AN INDIAN teenage entrepreneur who launched a programme to help underprivileged students access better education opportunities has won a prestigious global prize.
Adarsh Kumar, an 18-year-old student-innovator who grew up in poverty, was on Wednesday (1) named the winner of the $100,000 (£74,471) Chegg.org Global Student Prize 2025 at a ceremony in London.
Born in Champaran in the north Indian state of Bihar, Kumar was raised by a single mother who cleaned homes to fund his education.
“Winning this prize is unbelievable,” said Kumar, after receiving his prize in London, adding, “It has given me the confidence to work harder.”

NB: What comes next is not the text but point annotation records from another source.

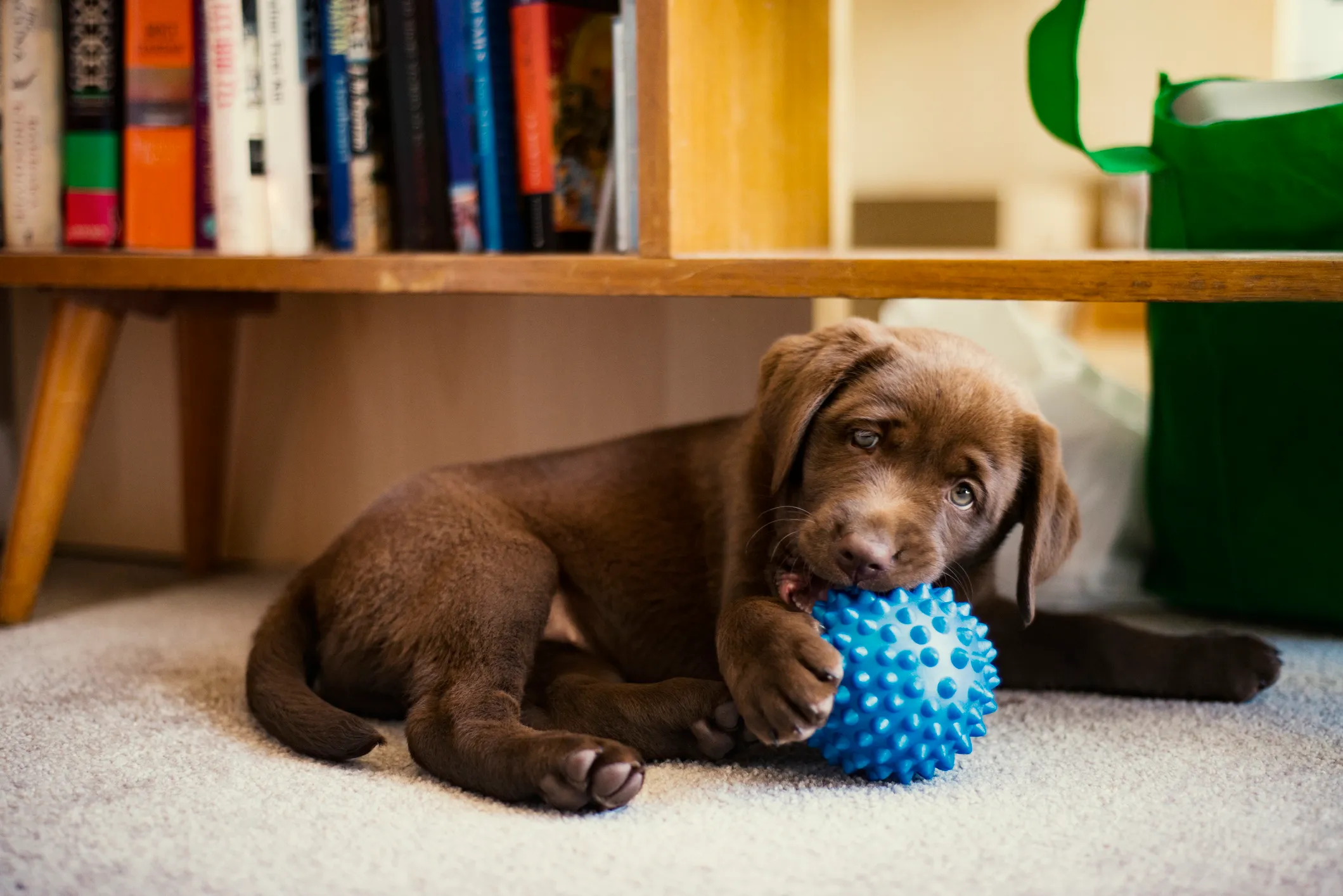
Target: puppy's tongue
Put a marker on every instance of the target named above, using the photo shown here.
(800, 590)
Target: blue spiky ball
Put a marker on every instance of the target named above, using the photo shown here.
(918, 681)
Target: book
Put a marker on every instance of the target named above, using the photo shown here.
(335, 18)
(2, 127)
(258, 199)
(159, 139)
(459, 124)
(285, 99)
(32, 122)
(418, 170)
(366, 69)
(562, 75)
(241, 227)
(311, 50)
(205, 200)
(496, 132)
(92, 143)
(626, 135)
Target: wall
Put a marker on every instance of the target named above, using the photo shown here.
(339, 397)
(939, 89)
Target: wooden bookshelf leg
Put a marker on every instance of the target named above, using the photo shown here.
(206, 342)
(73, 366)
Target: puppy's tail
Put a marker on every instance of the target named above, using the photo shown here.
(278, 689)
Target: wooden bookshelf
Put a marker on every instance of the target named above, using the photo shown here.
(1089, 277)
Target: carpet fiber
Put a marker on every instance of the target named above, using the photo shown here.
(129, 765)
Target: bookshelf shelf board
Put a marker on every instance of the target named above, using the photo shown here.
(1083, 277)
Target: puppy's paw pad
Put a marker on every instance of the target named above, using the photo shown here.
(617, 783)
(727, 716)
(601, 773)
(712, 743)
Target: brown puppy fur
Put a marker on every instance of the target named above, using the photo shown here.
(680, 563)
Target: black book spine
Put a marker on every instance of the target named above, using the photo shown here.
(420, 191)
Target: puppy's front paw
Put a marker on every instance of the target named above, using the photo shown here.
(787, 692)
(1232, 667)
(591, 771)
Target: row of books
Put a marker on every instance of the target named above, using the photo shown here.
(270, 127)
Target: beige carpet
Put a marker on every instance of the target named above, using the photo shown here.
(129, 765)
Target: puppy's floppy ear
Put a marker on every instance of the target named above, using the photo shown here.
(799, 373)
(1051, 523)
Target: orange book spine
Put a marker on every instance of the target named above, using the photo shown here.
(532, 87)
(160, 144)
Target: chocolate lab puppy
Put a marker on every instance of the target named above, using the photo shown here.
(548, 624)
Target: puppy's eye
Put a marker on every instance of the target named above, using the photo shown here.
(962, 496)
(866, 440)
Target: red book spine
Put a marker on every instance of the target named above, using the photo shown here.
(535, 120)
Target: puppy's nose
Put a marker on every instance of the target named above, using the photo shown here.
(863, 556)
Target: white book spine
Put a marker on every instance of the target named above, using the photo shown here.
(258, 200)
(288, 176)
(32, 109)
(230, 132)
(627, 103)
(619, 160)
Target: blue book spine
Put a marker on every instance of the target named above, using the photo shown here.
(496, 125)
(454, 57)
(335, 19)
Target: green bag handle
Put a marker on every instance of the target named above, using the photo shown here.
(1052, 73)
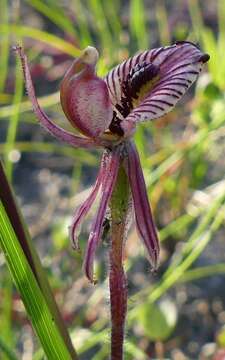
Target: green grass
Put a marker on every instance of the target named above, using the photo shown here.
(181, 156)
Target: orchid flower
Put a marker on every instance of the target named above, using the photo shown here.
(106, 112)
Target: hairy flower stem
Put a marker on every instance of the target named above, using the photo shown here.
(117, 278)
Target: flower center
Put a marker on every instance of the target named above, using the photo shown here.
(135, 87)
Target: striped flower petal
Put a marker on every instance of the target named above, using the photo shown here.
(110, 176)
(82, 211)
(176, 67)
(143, 214)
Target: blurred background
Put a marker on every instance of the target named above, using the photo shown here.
(178, 313)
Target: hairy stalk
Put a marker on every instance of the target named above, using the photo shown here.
(117, 278)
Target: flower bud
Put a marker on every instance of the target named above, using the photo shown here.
(84, 96)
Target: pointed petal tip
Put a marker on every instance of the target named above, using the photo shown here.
(204, 58)
(154, 259)
(73, 239)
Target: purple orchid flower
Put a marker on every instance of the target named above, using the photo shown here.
(106, 112)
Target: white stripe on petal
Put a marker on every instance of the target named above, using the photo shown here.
(179, 66)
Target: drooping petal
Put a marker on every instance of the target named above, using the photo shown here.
(84, 96)
(143, 214)
(110, 176)
(82, 211)
(45, 121)
(160, 77)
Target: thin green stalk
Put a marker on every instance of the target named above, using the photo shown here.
(4, 45)
(7, 351)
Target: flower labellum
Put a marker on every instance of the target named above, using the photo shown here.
(84, 96)
(107, 111)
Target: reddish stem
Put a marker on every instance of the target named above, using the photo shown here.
(118, 293)
(117, 277)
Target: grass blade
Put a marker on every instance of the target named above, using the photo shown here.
(29, 276)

Kumar used a laptop his mum bought with her savings to teach himself coding, start-up skills, and entrepreneurship from online resources.

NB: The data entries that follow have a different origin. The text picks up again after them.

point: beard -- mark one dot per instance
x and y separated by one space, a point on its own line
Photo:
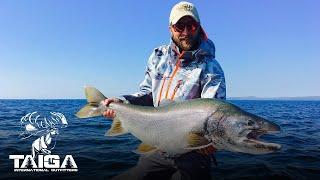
187 43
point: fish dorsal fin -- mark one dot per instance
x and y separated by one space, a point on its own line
145 148
116 128
165 102
93 95
197 141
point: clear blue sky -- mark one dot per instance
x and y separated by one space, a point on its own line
52 49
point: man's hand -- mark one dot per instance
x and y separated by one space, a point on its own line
109 113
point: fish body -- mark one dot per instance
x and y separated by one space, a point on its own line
181 127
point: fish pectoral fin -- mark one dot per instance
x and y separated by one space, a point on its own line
88 111
94 97
145 148
116 128
197 141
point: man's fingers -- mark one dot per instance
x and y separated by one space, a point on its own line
109 113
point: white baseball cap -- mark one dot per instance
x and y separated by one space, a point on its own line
182 9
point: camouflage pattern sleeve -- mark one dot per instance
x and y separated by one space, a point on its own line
213 81
144 96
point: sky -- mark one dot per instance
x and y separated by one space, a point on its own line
53 48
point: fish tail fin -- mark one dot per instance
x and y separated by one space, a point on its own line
92 109
116 128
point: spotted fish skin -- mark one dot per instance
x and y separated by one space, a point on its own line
181 127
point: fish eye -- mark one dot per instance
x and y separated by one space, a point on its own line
250 123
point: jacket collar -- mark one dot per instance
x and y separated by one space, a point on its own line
206 48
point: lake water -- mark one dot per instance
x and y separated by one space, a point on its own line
103 157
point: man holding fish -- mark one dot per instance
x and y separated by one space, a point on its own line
184 69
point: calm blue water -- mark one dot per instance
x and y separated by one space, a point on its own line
103 157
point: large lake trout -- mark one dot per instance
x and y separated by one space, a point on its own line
181 127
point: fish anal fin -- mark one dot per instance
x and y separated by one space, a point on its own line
116 128
197 141
145 148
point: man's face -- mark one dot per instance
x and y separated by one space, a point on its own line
185 33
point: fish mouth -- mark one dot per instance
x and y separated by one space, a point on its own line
255 134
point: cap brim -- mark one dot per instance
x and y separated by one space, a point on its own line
175 19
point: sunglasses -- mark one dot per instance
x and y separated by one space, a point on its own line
191 27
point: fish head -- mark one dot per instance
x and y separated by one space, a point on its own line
240 132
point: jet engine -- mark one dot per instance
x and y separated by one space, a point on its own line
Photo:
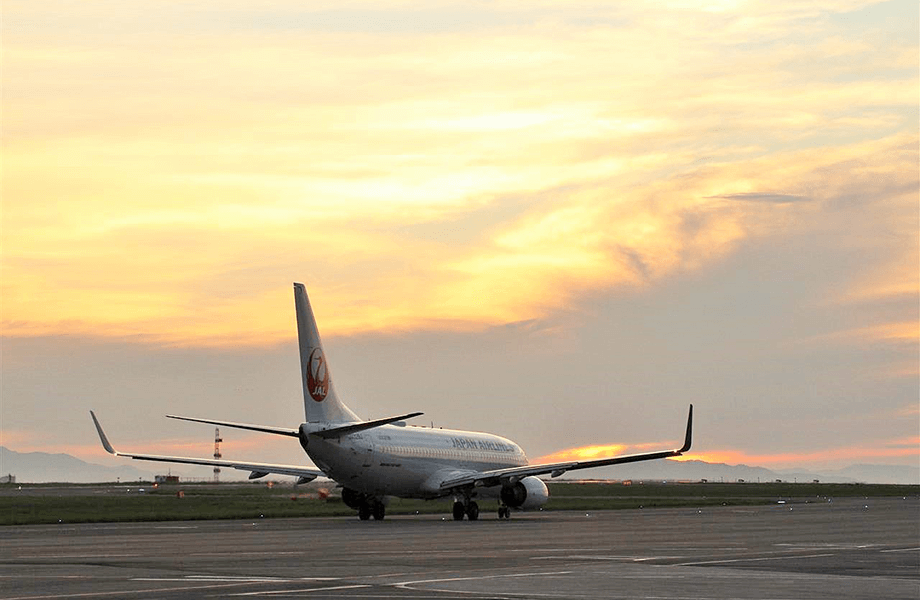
352 499
527 493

Aged 13, he launched the non-profit Mission Badlao with his sister-in-law; it helped acquire land for a new government school, facilitated 2,000+ Covid vaccinations, distributed menstrual health products, and planted 3,000 trees.
A year later, he left home with Rs 1,000 ($10/ £8.30) for Kota town in Rajasthan, seeking specialist coaching to crack the Indian Institute of Technology Joint Entrance Examination.
However, he had insufficient funds to pursue these tutorials, so he used the free library wi-fi to send emails to mentors and eventually was able to join programmes, intern at start-ups and shadow founders.
This led to the launch of Skillzo, a platform that facilitated mentorship and programmes in entrepreneurial skills.
“Adarsh’s story is more than a personal triumph – it is a powerful symbol of the courage and grit of young changemakers everywhere, whose voices deserve to be heard and whose stories can inspire the world,” said Nathan Schultz, CEO and president of Chegg, Inc.
“Their stories remind us of the extraordinary impact students can have when they are given the support and platform to act on their vision,” he said.
Skillzo has so far helped 20,000 underserved students.
With his Chegg.org Global Student Prize winnings, Kumar intends to build SkillzoX – an AI-powered, low-bandwidth mentorship platform for rural areas, and launch the Ignite Fellowship – a global accelerator for student changemakers.